The county says planning documents have been missing or misplaced, and a former planner said she had received false information regarding the project.

Montgomery County is considering fines against Newland and the builders.

"We have information . . . that the residents of Clarksburg were let down, and they deserve to see some action, And they deserve to see it now," said Douglas M. Dunchan, the county's chief executive.

Karen A. Orlansky, director of the Office of Legislative Oversight in Montgomery County, found problems in the planning process.

She said Newland contributed to them by "submitting documents that contained errors." She also said the developer's site plan was a "significantly flawed document."

Delano of Newland said Orlansky's report "confirmed that the developers and home builders received county approvals for the construction."

But the Clarksburg Town Center Advisory Committee is not satisfied with the Orlansky report and wants a thorough inquiry.

The Clarksburg Town Center was supposed to be reminiscent of 18th and 19th century American and European towns. The design featured narrow streets and alleys.

The advisory committee said in a report that "streets have been eliminated or re-routed to the detriment of the plan."

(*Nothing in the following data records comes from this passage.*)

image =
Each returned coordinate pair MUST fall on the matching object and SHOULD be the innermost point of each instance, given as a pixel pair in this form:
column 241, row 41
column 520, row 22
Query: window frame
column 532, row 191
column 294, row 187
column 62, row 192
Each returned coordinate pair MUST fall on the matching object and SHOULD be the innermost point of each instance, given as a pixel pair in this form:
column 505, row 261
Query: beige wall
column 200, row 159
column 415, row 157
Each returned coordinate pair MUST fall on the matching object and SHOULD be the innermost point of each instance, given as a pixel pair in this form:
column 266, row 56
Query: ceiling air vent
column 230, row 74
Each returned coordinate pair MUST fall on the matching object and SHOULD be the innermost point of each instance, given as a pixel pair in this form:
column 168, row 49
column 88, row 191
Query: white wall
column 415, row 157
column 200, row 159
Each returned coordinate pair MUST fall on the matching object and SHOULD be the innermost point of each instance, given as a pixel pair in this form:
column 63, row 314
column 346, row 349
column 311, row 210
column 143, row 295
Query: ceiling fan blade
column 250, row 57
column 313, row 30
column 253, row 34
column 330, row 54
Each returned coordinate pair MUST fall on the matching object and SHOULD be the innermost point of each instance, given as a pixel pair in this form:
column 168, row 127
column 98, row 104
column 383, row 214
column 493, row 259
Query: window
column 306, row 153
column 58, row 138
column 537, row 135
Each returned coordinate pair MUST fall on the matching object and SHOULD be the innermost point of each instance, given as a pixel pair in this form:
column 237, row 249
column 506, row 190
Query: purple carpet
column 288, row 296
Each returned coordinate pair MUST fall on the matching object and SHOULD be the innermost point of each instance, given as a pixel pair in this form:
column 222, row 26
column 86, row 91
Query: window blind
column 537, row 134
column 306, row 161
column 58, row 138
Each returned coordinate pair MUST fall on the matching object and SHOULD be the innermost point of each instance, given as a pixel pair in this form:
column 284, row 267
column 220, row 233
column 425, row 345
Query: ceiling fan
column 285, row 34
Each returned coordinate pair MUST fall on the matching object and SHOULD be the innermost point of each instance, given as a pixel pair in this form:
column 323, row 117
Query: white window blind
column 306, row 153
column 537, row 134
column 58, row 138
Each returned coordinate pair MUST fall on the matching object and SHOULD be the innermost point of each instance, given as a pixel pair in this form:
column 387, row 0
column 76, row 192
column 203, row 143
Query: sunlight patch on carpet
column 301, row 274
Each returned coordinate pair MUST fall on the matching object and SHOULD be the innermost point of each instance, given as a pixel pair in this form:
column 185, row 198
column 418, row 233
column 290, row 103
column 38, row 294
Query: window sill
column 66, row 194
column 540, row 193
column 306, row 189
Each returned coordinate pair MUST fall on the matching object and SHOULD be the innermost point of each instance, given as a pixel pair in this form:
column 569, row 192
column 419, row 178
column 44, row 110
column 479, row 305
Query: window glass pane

"Other proposals also have been changed or removed from the plan, including a pedestrian mews from the town center to the Clarksburg United Methodist Church, an amphitheater, multiuse playground, ponds and certain recreation facilities," the report said.

Brown, the committee's attorney, said removal of "these fundamental features constitutes a grievous loss to the town center and the Clarksburg community at large.

Newland disagrees, Delano said, expressing hope the county will implement changes deemed necessary.

He wants the county to embark on its plans and "soon turn the project from a construction site into a finished community."